From: Mathieu Desnoyers <mathieu.desnoyers@efficios.com>
To: Peter Zijlstra <peterz@infradead.org>
Cc: "Paul E. McKenney" <paulmck@linux.vnet.ibm.com>,
Linus Torvalds <torvalds@linux-foundation.org>,
Victor Kaplansky <VICTORK@il.ibm.com>,
Oleg Nesterov <oleg@redhat.com>,
Anton Blanchard <anton@samba.org>,
Benjamin Herrenschmidt <benh@kernel.crashing.org>,
Frederic Weisbecker <fweisbec@gmail.com>,
LKML <linux-kernel@vger.kernel.org>,
Linux PPC dev <linuxppc-dev@ozlabs.org>,
Michael Ellerman <michael@ellerman.id.au>,
Michael Neuling <mikey@neuling.org>
Subject: Re: [RFC] arch: Introduce new TSO memory barrier smp_tmb()
Date: Thu, 7 Nov 2013 18:50:01 -0500 [thread overview]
Message-ID: <20131107235001.GA30034@Krystal> (raw)
In-Reply-To: <20131104112254.GK28601@twins.programming.kicks-ass.net>
* Peter Zijlstra (peterz@infradead.org) wrote:
[...]
Hi Peter,
Looking at this simplified version of perf's ring buffer
synchronization, I get concerned about the following issue:
> /*
> * One important detail is that the kbuf part and the kbuf_writer() are
> * strictly per cpu and we can thus rely on program order for those.
> *
> * Only the userspace consumer can possibly run on another cpu, and thus we
> * need to ensure data consistency for those.
> */
>
> struct buffer {
> u64 size;
> u64 tail;
> u64 head;
> void *data;
> };
>
> struct buffer *kbuf, *ubuf;
>
> /*
> * If there's space in the buffer; store the data @buf; otherwise
> * discard it.
> */
> void kbuf_write(int sz, void *buf)
> {
> u64 tail, head, offset;
>
> do {
> tail = ACCESS_ONCE(ubuf->tail);
> offset = head = kbuf->head;
> if (CIRC_SPACE(head, tail, kbuf->size) < sz) {
> /* discard @buf */
> return;
> }
> head += sz;
> } while (local_cmpxchg(&kbuf->head, offset, head) != offset)
>
Let's suppose we have a thread executing kbuf_write(), interrupted by an
IRQ or NMI right after a successful local_cmpxchg() (space reservation
in the buffer).
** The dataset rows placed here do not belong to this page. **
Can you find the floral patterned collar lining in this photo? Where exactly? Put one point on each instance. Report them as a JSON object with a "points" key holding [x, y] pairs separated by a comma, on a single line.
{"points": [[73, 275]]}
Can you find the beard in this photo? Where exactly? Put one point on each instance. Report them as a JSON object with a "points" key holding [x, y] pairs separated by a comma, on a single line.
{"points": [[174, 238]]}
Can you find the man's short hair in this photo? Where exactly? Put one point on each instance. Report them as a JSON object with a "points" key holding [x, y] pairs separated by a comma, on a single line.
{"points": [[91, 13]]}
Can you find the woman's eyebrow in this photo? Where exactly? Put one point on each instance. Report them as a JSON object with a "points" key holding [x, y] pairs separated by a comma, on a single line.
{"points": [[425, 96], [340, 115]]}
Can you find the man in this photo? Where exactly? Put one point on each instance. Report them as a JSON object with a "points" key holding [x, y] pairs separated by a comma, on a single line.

If the nested execution context also calls kbuf_write(),
it will therefore update ubuf->head (below) with the second reserved
space, and only after that will it return to the original thread context
and continue executing kbuf_write(), thus overwriting ubuf->head with
the prior-to-last reserved offset.
All this probably works OK most of the times, when we have an event flow
guaranteeing that a following event will fix things up, but there
appears to be a risk of losing events near the end of the trace when
those are in nested execution contexts.
Thoughts ?
Thanks,
Mathieu
> /*
> * Ensure that if we see the userspace tail (ubuf->tail) such
> * that there is space to write @buf without overwriting data
> * userspace hasn't seen yet, we won't in fact store data before
> * that read completes.
> */
>
> smp_mb(); /* A, matches with D */
>
> memcpy(kbuf->data + offset, buf, sz);
>
> /*
> * Ensure that we write all the @buf data before we update the
> * userspace visible ubuf->head pointer.
> */
> smp_wmb(); /* B, matches with C */
>
> ubuf->head = kbuf->head;
> }
>
> /*
> * Consume the buffer data and update the tail pointer to indicate to
> * kernel space there's 'free' space.
> */
> void ubuf_read(void)
> {
> u64 head, tail;
>
> tail = ACCESS_ONCE(ubuf->tail);
> head = ACCESS_ONCE(ubuf->head);
>
> /*
> * Ensure we read the buffer boundaries before the actual buffer
> * data...
> */
> smp_rmb(); /* C, matches with B */
>
> while (tail != head) {
> obj = ubuf->data + tail;
> /* process obj */
> tail += obj->size;
> tail %= ubuf->size;
> }
>
> /*
> * Ensure all data reads are complete before we issue the
> * ubuf->tail update; once that update hits, kbuf_write() can
> * observe and overwrite data.
> */
> smp_mb(); /* D, matches with A */
>
> ubuf->tail = tail;
> }
--
Mathieu Desnoyers
EfficiOS Inc.
http://www.efficios.com
next prev parent reply other threads:[~2013-11-08 3:59 UTC|newest]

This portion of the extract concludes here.